After having seen the book “The World is Flat” on several best-seller lists, I finally picked it up last week. If I could toot my own horn for just a minute, my previous post on Knowledge Process Outsourcing comes to pretty much the same conclusions that Thomas Friedman arrives at in this book. Admittedly, my language isn’t as flowery and I don’t have very many witty anecdotes to mix things up.

But one thing did stick out for me from Friedman’s book. In addition to the powerful undercurrent of Knowledge Worker Outsourcing (as Friedman calls it), the other significant accompanying development, and the topic of this post, is that of the global labor pool.

As Friedman points out in his book, with the advent of cheap & copious bandwidth, inexpensive computing power and well-accepted global trade practices, we are now at a point where pretty much any knowledge intensive “project” (used loosely) can be chopped up into pieces, each individual piece could be worked upon in a remote corner of the world and the disparate pieces could then be aggregated into the end product in yet another part of the world. Think of this as the new global, knowledge supply chain.
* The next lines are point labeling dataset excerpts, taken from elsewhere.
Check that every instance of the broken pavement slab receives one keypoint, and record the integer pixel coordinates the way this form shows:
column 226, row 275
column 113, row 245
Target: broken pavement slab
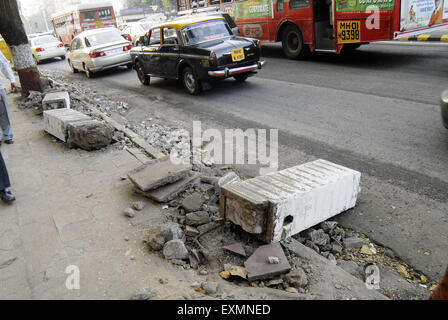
column 170, row 191
column 258, row 266
column 327, row 281
column 157, row 173
column 236, row 248
column 278, row 205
A cousin of mine just started his UG studies. For the past two years, the family was counseling him on the discipline that he should be focusing on. He finally decided on pursuing a business major because, as the thought went, regardless of all the changes in products, industries and globalization, companies will always need general managers.

Most of us in the high-tech sector have seen significant changes over the past 2 decades. The Telecom industry has gone a full circle from divestiture to consolidation, with consumers driving rampant product substitution (cell phones for land lines, IPTV for cable, VoIP over WiFi for cell phones). The product developments in other parts of the high-tech sector (ERP, CRM, Web Apps, Security, Networking) also seem like a big, long blur. Couple that with the huge IT outsourcing & off-shoring trend, and it becomes difficult to recommend that anyone start a career in IT in the US at this point in time, unless there is a well-defined, long-term niche market that is being targeted.

Given the rapid changes in products, industries and globalization that we continue to see, my cousin’s decision to pursue a career in general management seems like an appropriate hedge. Friedman also brings up this question in generic terms in his book. What will the Knowledge Worker Outsourcing trend imply for our children’s careers?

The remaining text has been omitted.